In der Werbewirtschaft produzieren Auftraggeber und Auftragnehmer hübsche Datenberge, um die eigene Existenzberechtigung abzusichern. Befragungen von Testteilnehmern, Reichweiten, Werbeträger-Analysen, Monitoring, Targeting, generiere Leads und sonstige Zahlenspielchen bringen rein zufällig genau das, was beide Seiten glücklich macht und fette Budgets absichert. Häufig haben die Konkurrenzunternehmen sogar die gleichen Nudelwerte über die Durchschlagskraft von Werbung. Was sich Online und Offline abspielt, ist arrogantes und anmaßendes Vertriebsdenken – ohne Rücksicht auf Verluste. Und die Verluste treten ja schon ein, wenn man sieht, mit welchen Gegenmaßnahmen Internetnutzer reagieren, um den Nervpegel der Online-Werber zu reduzieren.

Wie wäre es mit der Kategorie „Wirksamkeit“, die der Philosoph François Jullien in einem Merve-Band so schön ausgebreitet hat? Da könnten Noller und Co. ein wenig bei Laozi in die Schule gehen und über folgende Sätze sinnieren: „Wer sich erhöht, ist nicht zu sehen. Wer sich selber rühmt, hat kein Verdienst. Wer sich selber verherrlicht, hat keine Dauer.“ Oder anders ausgedrückt: Da die Größe selbstgeschaffen ist, bleibt sie klein.

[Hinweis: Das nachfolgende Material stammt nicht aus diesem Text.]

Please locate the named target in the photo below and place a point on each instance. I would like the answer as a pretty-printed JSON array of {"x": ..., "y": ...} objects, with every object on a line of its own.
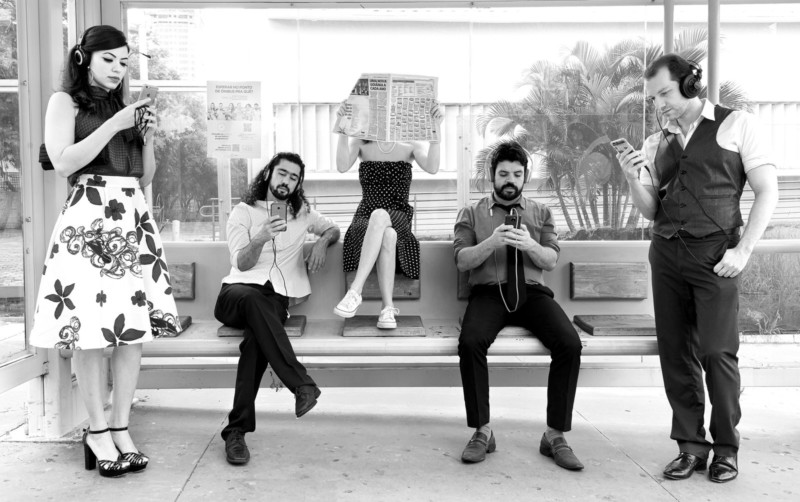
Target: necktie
[{"x": 515, "y": 272}]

Der Weise ist in der Lage, seine Größe entstehen zu lassen.

Man sollte sich auf die reine Wirkung beschränken – ohne anmaßend zu sein, ohne Ruhmsucht und ohne zu prahlen.

„Die Wirkung soll ausschließlich als Resultat der Situation erscheinen und sich in ihrem Zusammenhang abspielen“, schreibt Jullien.

Die Wirkung sollte sich als Resultat ergeben, sie gehört zur Ordnung der Konsequenz und nicht der Planung. Es wäre ja schon ein Schritt nach vorne, den Empfehlungen von Clasen zu folgen:

„Ich hätte gerne Werbung, die mich möglichst interessiert, in einer Dosis, die nicht nervt, in einem Format, das ich notfalls ignorieren kann, wenn ich das möchte. Also ein Video, das ich wegklicken kann, und eine Anzeige, die mich nicht beim Lesen eines Artikels stört.“

Eigentlich nichts Besonderes. Für die Schreihälse der Online-Werbung wohl eine Zumutung und ein Anschlag auf ihre Existenzberechtigung.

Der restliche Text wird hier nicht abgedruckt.